Care order for boy living with mother in care with relatives – 2023vol1#30

A judge in a provincial town granted a care order for two years for a primary school aged boy where the mother and child were living together in a placement with relatives.

The mother was legally represented and present in court. The father was not in court and there was no representation on his behalf. The solicitor for the Child and Family Agency (CFA) assured the court he had made every effort to contact the father. He had told the father of the application, had written to him at his address and the address of his parents. The judge was assured the father knew of the application and said she was happy to hear the application in his absence.

Evidence was heard from the social worker who said the boy was doing well. He was fully integrated into the family and community. The foster placement was meeting all his needs. She had no concerns about any difficulties between his foster parents and his mother. They were some difficulties but no more than any other family. He was doing well at school and the family valued education. She said she had been in contact with the school and the school had no concerns. He loved doing homework.

The guardian ad litem (GAL) gave evidence that she had met with the boy, the mother and foster carers and the situation was working very well for the benefit of the boy. The home was very welcoming and warm. She said the placement permitted the mother to return to education and the placement was ideal. She said she supported the application because it gave the foster carers and the mother a structure and framework to guide them, this in turn gave the boy security and stability.
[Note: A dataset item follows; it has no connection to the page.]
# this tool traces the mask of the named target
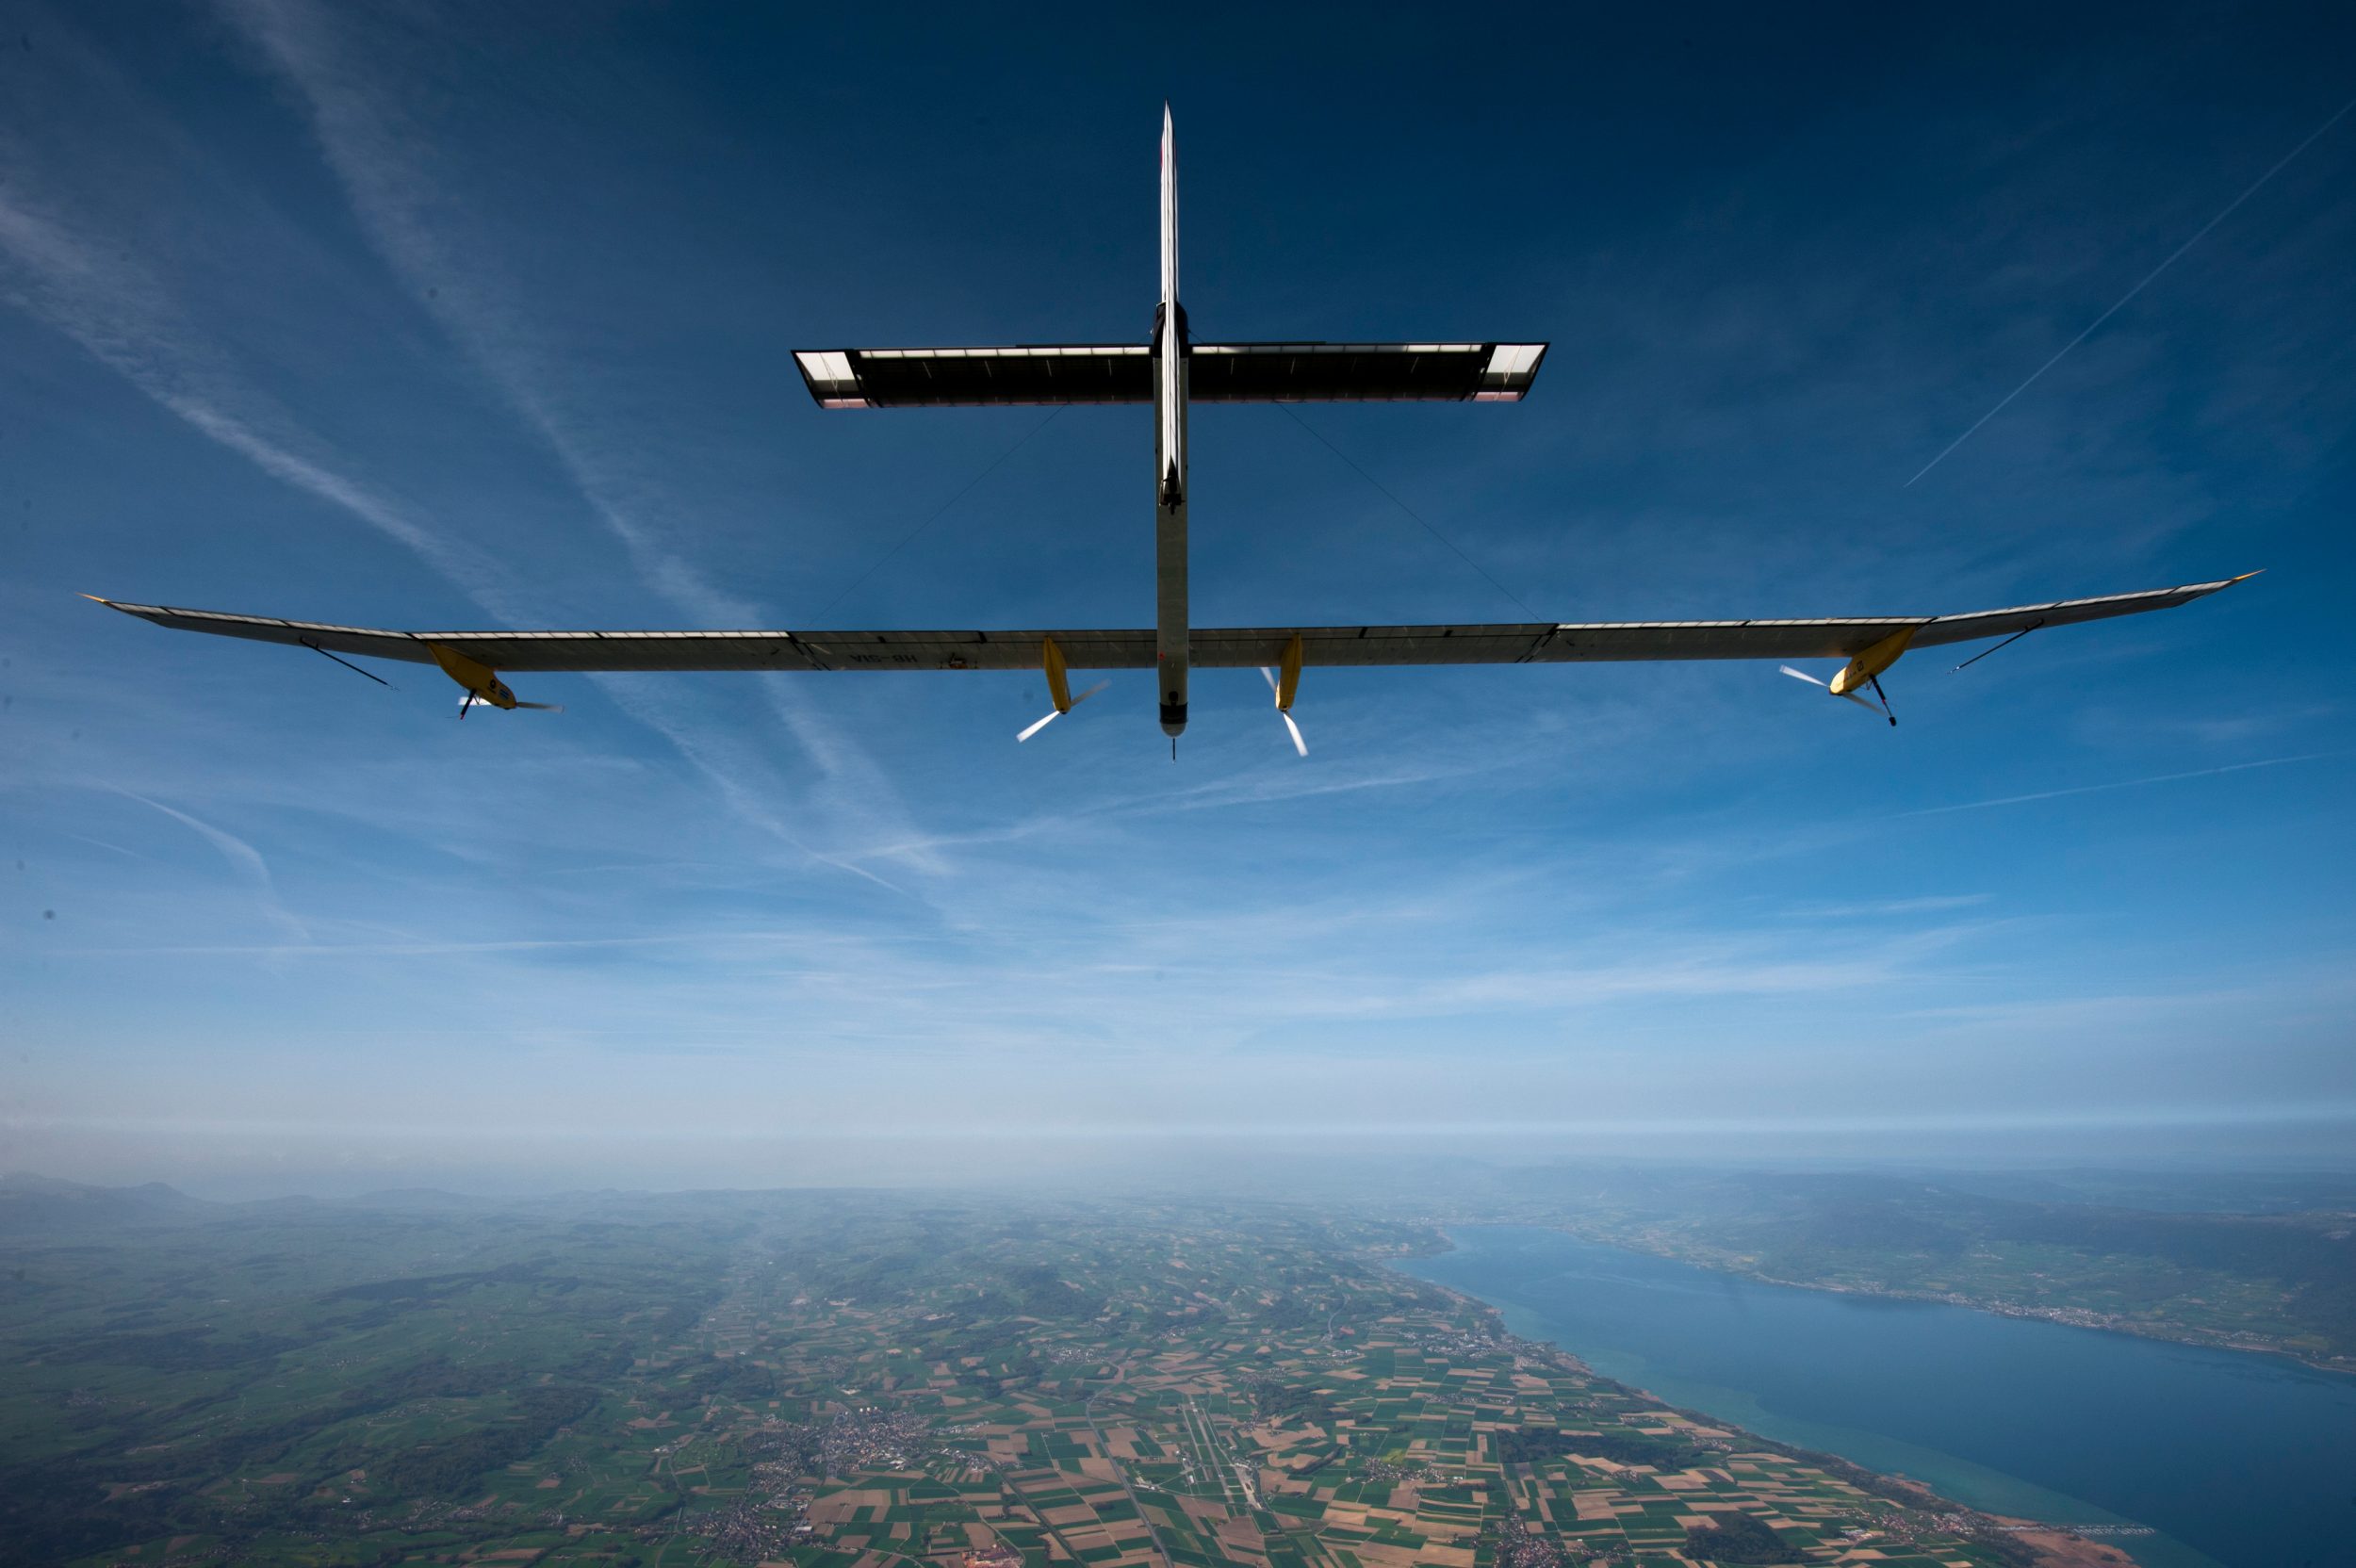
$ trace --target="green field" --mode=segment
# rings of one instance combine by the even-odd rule
[[[10,1563],[1545,1568],[1735,1515],[1812,1560],[2029,1556],[1512,1340],[1383,1266],[1415,1224],[7,1190]]]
The judge said she had read the reports and was delighted that such an arrangement had worked so well not only for the benefit of the boy but also the mother. She granted a section 18 care order for two years and said she would make all the usual directions.

Usual directions mean that the social workers must inform the court or re-enter the matter before the court should anything unplanned happen such as a placement breakdown, there is no allocated social worker, or no allocated foster care support worker. The judge spoke to the mother and wished her every success.